I often get asked how to write a synopsis because it seems like such a gargantuan task to take a whole book and write a small thing to entice people to buy. Yet I do it every time I review a book because, frankly, I don’t like most of the synopses that I find on Amazon.
Why You Need A Synopsis
A synopsis or blurb is the second tool that you need in order to sell your book. The first tool is the cover and the third tool is chapter one.
Large publishing houses understand how important the synopsis is and so they will often hire a professional to write them. In an industry as small as the lesbian fiction sector, though, authors tend to write them. Often authors write them before they write the book as a tool to interest the publisher and then the synopsis doesn’t get reviewed when the book is published. The problem with this practice is that the book you started out writing is rarely the exact book you end up with leaving the reader feeling cheated because the book is not what she expected.
I would like to help authors to break down the story into something that works by sharing a little formula that I use:
1 Who Are The Main Characters?
You need to understand who the main plot or plots revolve around and what drives these characters.
Start your synopsis with an intro to them.
2 What Goes Wrong?
Now you need the incident that changes everything. What happens to shake things up? A loved one dies, a job is lost, a chance meeting of the main characters.
Discuss this incident without spoilers.
3 What Are The Stakes?
What is on the line if they change the status quo? What can go wrong? Why are they afraid?

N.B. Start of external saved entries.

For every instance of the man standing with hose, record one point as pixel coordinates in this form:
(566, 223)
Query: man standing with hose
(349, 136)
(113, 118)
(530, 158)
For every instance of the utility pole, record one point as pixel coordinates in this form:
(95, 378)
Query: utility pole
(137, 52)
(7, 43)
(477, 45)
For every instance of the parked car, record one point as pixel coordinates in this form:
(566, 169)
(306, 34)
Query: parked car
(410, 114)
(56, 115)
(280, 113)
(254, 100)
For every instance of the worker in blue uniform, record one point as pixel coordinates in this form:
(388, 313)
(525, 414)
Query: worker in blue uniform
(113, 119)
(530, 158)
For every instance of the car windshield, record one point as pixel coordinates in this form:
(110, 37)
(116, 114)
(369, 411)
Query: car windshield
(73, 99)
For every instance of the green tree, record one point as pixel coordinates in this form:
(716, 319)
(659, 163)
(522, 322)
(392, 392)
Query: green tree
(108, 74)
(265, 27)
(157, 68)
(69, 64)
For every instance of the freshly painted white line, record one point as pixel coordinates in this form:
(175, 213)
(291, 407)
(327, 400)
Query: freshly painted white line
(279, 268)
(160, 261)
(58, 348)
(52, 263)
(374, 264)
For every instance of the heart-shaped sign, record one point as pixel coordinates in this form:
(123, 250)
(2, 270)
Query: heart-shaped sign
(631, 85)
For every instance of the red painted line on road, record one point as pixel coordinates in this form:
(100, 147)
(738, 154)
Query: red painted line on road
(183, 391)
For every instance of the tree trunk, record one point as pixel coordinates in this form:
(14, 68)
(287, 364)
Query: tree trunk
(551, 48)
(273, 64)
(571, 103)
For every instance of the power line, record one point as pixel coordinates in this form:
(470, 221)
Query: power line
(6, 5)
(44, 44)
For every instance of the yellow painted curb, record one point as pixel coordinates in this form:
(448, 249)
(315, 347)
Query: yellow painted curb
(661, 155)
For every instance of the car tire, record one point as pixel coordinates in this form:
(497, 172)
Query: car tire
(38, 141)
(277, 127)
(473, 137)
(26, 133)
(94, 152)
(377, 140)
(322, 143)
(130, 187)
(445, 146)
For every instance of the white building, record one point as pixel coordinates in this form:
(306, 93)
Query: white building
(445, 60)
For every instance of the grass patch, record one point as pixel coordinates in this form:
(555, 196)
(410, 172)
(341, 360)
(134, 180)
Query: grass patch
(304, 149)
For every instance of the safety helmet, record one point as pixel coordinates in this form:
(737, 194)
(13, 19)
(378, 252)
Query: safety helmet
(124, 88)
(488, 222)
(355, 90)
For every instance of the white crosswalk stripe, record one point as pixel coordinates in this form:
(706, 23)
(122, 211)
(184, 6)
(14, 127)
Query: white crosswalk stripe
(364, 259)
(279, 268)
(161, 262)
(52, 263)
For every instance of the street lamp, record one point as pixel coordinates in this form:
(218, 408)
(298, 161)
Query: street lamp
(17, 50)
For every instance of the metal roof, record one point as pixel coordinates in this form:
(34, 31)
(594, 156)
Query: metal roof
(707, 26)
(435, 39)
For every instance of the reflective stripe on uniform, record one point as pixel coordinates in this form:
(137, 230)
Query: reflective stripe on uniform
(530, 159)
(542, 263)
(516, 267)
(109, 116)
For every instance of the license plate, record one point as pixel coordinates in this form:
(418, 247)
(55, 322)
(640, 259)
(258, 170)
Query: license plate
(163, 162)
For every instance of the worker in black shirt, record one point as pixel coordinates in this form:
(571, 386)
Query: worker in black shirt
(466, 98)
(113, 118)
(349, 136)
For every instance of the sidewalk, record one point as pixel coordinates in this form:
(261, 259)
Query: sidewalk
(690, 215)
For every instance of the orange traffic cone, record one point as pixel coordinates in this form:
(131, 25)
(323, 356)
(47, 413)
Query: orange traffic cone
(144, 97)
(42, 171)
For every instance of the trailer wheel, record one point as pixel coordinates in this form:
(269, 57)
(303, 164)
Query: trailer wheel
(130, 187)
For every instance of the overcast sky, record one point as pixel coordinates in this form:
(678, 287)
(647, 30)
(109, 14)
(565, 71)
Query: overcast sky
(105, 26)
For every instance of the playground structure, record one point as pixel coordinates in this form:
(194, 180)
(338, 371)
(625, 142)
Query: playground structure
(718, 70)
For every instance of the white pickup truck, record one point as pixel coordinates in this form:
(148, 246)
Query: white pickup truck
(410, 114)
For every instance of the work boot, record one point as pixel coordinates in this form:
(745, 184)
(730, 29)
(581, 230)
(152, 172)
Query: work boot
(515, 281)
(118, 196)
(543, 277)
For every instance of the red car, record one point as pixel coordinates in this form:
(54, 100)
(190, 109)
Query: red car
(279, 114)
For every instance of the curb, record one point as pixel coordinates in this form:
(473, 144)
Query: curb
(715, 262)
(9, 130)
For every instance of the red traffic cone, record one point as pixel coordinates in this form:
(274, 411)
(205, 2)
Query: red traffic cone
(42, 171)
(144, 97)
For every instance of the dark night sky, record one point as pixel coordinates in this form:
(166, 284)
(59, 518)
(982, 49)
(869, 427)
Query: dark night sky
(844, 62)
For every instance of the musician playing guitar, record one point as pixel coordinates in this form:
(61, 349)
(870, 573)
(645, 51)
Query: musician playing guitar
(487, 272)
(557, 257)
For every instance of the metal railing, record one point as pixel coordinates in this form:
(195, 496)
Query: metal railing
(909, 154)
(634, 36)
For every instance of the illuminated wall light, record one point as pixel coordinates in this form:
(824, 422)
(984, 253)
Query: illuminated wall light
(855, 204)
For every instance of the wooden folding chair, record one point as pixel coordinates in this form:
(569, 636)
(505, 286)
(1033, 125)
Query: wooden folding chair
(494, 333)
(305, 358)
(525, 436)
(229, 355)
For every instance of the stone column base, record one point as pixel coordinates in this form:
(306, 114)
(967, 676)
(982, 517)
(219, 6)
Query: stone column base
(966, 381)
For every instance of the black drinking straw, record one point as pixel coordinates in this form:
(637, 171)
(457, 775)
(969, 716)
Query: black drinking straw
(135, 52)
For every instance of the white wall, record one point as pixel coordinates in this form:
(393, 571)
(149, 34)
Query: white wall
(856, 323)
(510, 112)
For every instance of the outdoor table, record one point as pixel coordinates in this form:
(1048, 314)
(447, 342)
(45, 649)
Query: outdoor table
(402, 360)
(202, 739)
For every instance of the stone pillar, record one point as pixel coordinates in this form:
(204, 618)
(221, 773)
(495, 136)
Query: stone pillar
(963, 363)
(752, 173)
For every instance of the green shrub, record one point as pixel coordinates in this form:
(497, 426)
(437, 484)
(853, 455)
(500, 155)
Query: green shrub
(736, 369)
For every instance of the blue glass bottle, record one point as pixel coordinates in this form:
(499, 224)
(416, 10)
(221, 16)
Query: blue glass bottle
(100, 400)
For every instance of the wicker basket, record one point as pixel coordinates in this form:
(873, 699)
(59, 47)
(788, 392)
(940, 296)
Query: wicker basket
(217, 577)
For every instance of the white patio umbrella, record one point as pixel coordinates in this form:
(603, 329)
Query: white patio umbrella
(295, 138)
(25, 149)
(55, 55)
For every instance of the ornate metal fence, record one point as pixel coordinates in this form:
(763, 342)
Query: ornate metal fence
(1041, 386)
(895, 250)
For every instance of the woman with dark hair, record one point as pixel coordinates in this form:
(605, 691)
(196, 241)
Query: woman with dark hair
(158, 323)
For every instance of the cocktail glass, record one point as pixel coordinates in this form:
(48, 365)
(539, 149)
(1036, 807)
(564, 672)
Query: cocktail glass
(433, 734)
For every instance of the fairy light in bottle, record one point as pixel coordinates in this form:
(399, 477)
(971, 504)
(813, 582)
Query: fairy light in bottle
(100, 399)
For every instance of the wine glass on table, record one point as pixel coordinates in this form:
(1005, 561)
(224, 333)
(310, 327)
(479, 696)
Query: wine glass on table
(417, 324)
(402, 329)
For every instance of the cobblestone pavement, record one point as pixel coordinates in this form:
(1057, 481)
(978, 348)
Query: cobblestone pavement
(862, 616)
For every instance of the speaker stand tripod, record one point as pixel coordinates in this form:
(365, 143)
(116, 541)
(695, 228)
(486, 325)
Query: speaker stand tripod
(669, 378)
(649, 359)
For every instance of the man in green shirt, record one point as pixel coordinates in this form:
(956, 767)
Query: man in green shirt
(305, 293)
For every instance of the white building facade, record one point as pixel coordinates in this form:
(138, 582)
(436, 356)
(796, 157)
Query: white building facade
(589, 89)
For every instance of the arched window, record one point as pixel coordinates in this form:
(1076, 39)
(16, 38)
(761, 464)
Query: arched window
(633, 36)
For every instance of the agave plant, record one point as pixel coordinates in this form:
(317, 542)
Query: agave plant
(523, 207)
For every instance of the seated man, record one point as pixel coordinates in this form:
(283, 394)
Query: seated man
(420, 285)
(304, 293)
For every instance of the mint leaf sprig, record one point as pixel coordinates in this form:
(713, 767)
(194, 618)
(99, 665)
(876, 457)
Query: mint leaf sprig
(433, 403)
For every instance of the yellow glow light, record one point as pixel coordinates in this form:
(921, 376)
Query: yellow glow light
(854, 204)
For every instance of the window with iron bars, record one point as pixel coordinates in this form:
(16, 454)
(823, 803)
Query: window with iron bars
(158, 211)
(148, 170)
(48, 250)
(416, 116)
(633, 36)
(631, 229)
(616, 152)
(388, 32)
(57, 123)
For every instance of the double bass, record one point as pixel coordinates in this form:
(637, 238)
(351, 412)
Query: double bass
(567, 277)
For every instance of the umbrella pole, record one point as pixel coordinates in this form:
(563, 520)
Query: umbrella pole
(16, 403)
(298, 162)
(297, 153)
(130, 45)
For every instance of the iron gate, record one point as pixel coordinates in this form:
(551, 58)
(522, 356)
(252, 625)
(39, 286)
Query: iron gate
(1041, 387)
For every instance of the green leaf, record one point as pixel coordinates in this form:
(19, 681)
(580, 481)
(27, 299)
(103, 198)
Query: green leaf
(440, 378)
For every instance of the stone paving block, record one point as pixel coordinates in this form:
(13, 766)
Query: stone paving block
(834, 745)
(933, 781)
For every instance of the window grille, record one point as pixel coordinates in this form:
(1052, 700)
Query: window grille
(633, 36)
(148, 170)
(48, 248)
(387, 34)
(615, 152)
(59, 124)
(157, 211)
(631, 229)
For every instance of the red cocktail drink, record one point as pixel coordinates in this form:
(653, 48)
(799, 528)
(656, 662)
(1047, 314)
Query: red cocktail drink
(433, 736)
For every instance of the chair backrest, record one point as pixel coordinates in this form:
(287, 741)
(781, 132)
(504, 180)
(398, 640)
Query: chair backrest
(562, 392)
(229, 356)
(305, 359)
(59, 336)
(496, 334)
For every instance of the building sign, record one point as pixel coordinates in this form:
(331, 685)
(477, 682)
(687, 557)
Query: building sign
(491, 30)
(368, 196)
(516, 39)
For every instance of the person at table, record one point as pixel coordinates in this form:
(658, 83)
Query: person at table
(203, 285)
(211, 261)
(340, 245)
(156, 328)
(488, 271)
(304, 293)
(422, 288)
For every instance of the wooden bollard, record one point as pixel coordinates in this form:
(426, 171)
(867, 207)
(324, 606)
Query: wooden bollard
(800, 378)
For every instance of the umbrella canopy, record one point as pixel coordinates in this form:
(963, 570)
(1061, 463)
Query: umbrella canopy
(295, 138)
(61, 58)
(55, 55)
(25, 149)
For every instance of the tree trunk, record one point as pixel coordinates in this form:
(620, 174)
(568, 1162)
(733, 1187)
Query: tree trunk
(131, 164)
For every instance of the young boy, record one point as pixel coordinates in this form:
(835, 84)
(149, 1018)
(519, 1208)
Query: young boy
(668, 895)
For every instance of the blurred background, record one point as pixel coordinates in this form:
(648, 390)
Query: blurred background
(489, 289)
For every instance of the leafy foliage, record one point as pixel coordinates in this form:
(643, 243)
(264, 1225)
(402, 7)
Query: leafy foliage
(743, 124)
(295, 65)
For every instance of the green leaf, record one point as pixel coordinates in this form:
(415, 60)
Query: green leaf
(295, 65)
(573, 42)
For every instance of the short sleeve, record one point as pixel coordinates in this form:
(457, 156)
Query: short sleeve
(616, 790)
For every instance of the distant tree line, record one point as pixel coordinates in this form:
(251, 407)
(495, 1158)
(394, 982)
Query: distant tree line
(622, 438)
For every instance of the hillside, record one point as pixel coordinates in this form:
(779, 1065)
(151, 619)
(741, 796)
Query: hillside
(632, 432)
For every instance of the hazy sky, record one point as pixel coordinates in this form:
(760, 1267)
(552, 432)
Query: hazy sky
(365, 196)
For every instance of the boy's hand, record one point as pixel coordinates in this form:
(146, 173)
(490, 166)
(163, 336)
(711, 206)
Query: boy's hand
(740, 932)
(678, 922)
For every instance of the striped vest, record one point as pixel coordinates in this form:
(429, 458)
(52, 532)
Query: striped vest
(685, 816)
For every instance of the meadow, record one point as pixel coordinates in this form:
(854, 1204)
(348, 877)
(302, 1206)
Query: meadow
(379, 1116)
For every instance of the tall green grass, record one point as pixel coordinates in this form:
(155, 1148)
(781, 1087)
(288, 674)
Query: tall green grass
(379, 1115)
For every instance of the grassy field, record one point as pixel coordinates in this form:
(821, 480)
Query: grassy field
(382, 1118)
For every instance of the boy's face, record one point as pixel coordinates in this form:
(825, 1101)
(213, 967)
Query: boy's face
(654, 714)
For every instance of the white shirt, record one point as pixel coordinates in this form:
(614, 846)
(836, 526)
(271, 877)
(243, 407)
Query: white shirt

4 What’s The Big Question?
Then end with the big question that will make readers pick up the book. This is generally a summary of what goes wrong and the stakes – for example – Will Character A see the tender heart that beats beneath Character B’s rough exterior or will Character B drive her away and end any chance they have for happiness?
Here are two examples of how I have used this concept:
Gable is a volunteer firefighter. One day a tornado destroys a house and Gable is the only one on the scene to help Erin, a woman trapped in the debris. The tornado’s sweeping devastation means that help can’t arrive until morning.
Erin is terrified of small spaces and the dark but the night spent trapped is made bearable by the soothing presence and voice of Gable, a stranger who keeps her company until help arrives. Gable is called away before Erin is pulled free and so the two don’t meet face to face.
When Gable does return, Erin isn’t there and no one can tell her where she can find her.
What will happen when they are finally able to meet, will they discover that there is something more there than just common interests and beliefs?
Kip Kensington get’s caught in a vehicle that her younger brother ‘borrowed from a friend’ (stole). She keeps his secret and is sentenced to do 400 hours of community service, assigned to a community garden project in the middle of town.
Kip has always been her brother’s protector, ever since the night when she was a child and a terrible accident happened.
Jordan Rice has a settled life. She has finally managed to get her community garden project running and is working on a plan to create a garden that will be the heart of the city. She longs for more funds and more hands to help but is determined to make the most of her situation.
When Kip and Jordan meet it is explosive and even though they have an initial misunderstanding, the chemistry between them is undeniable. However, Kip is a lot younger than Jordan and that can only mean trouble, especially when big men in dark suits show up to take Kip for a chat.
Can the women find a way to sort through the secrets and the past that haunts Kip? Is attraction really enough?
And that is how you write a synopsis that makes sense to readers and that will give people a good idea what your book is about.